Een analoge monitor aansluiten om camerafuncties
in te stellen
Sluit een standaard videomonitor aan op het systeem om de kwaliteit
van het videobeeld aan te passen met de DIP-schakelaars. De DIP-
schakelaars kunnen ook worden aangepast wanneer er een verbinding
is met het IP-systeem.
Een videomonitor aansluiten:
1. Steek de monitoruitgangskabel in de
videomonitoruitgangsconnector (zie Afbeelding 1 pagina 3).
2. Sluit de BNC-kabel aan op de videomonitor.
3. Stel de DIP-schakelaars in op de gewenste stand.
Camerafuncties instellen
U kunt maximaal zes camerafuncties instellen met de reeks DIP-
schakelaars aan de achterzijde van de camera. Afbeelding 6 op pagina
10 toont de indeling van de DIP-schakelaars.
Witbalans (WB)
White balance (Witbalans) vertelt de camera hoe de kleur wit eruit ziet.
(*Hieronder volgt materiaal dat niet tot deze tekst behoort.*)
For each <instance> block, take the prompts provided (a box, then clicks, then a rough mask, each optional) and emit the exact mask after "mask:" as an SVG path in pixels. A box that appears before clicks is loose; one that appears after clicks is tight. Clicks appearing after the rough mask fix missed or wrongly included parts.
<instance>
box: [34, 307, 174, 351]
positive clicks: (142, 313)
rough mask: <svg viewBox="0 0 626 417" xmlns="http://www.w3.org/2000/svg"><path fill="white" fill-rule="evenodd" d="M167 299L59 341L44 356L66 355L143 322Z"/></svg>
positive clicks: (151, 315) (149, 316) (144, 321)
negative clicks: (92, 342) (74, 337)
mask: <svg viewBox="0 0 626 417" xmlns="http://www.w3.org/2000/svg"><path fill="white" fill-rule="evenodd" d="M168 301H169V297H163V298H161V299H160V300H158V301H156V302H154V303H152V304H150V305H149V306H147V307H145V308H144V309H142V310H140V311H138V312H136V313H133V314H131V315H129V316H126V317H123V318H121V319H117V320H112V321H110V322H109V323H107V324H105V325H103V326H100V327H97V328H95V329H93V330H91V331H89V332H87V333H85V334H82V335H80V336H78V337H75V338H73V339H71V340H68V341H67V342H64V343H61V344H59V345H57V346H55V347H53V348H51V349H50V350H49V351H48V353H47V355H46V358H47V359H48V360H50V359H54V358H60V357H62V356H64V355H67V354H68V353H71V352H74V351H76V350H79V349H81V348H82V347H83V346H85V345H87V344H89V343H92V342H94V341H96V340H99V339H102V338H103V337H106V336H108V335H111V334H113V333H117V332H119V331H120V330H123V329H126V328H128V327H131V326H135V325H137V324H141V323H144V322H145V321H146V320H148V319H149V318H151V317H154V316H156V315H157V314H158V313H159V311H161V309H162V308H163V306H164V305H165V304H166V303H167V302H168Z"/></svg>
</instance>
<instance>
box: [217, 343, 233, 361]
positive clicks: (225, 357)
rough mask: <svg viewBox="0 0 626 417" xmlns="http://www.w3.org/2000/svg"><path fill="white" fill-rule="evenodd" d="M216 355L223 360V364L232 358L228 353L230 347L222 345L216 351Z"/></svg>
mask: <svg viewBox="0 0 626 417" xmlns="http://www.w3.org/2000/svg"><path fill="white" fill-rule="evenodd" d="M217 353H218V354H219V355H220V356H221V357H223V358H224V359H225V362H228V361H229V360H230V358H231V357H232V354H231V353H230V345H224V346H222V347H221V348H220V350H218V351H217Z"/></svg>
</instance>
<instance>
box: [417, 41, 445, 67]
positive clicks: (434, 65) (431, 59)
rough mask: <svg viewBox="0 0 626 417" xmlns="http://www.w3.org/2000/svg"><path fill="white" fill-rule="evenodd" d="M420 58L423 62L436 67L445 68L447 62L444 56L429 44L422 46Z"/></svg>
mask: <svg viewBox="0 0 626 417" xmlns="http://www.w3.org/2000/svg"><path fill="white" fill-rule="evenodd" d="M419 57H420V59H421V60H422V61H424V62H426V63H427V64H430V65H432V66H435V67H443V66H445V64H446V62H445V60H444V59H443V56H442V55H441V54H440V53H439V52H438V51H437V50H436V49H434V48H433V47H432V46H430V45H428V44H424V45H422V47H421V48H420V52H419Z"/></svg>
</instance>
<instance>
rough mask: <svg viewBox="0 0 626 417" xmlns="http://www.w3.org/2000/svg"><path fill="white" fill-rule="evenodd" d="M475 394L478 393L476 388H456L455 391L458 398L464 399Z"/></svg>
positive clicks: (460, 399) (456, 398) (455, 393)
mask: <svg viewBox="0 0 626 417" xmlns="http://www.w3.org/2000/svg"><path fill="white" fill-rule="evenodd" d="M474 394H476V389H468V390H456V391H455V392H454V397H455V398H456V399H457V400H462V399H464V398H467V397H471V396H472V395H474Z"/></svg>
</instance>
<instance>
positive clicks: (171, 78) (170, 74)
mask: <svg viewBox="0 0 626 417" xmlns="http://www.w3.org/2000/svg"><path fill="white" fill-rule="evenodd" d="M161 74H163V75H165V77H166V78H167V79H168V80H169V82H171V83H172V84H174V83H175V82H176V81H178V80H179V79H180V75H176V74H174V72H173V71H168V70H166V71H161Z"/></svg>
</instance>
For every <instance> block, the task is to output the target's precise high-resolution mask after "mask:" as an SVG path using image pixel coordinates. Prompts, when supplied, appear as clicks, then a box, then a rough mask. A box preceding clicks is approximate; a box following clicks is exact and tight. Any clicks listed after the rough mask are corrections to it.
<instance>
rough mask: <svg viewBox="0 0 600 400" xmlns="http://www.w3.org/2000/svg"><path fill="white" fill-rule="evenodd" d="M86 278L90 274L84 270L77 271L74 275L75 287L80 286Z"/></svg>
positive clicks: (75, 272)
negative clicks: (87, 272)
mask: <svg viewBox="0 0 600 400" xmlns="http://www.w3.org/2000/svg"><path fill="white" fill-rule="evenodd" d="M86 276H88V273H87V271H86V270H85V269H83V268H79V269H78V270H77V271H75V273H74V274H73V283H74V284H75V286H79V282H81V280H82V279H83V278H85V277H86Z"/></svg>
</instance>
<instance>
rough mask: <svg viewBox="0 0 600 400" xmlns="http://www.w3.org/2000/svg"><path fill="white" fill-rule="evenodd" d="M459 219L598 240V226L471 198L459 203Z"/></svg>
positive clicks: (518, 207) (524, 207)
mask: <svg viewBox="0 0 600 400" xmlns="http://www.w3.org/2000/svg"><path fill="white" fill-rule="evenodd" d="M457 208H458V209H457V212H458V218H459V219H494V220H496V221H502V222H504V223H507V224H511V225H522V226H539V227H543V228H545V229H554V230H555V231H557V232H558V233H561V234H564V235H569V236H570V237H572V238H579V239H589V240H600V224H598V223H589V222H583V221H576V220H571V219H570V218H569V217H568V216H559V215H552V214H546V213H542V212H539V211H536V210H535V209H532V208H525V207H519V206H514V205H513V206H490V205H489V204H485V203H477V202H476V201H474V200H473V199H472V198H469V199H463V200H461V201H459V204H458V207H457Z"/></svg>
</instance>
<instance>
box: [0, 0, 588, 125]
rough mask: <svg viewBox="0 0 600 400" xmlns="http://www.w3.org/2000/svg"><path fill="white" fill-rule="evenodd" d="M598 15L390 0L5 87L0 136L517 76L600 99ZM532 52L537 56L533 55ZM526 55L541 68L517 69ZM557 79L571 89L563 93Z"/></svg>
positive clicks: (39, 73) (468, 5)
Op basis van deze informatie geeft de camera vervolgens alle kleuren
correct weer.
Er zijn twee methoden om de witbalans te bepalen:
•
ATW (auto tracking white balance: witbalans automatisch
traceren). De gebruikte waarde is afhankelijk van de geselecteerde
lichtconditie. Het zorgt voor een betrouwbare kleurenreproductie
wanneer lichtomstandigheden regelmatig veranderen.
•
PTL (push-to-lock white balance: drukken voor vergrendelen
witbalans). Witbalans wordt vastgezet op het moment dat de
DIP-schakelaar in de stand ON wordt gezet.
Tegenlichtcompensatie (BLC)
De tegenlichtcompensatiefunctie verbetert de beeldkwaliteit wanneer
het licht in de achtergrond fel is. Hiermee wordt voorkomen dat het
object in het midden te donker is weergegeven.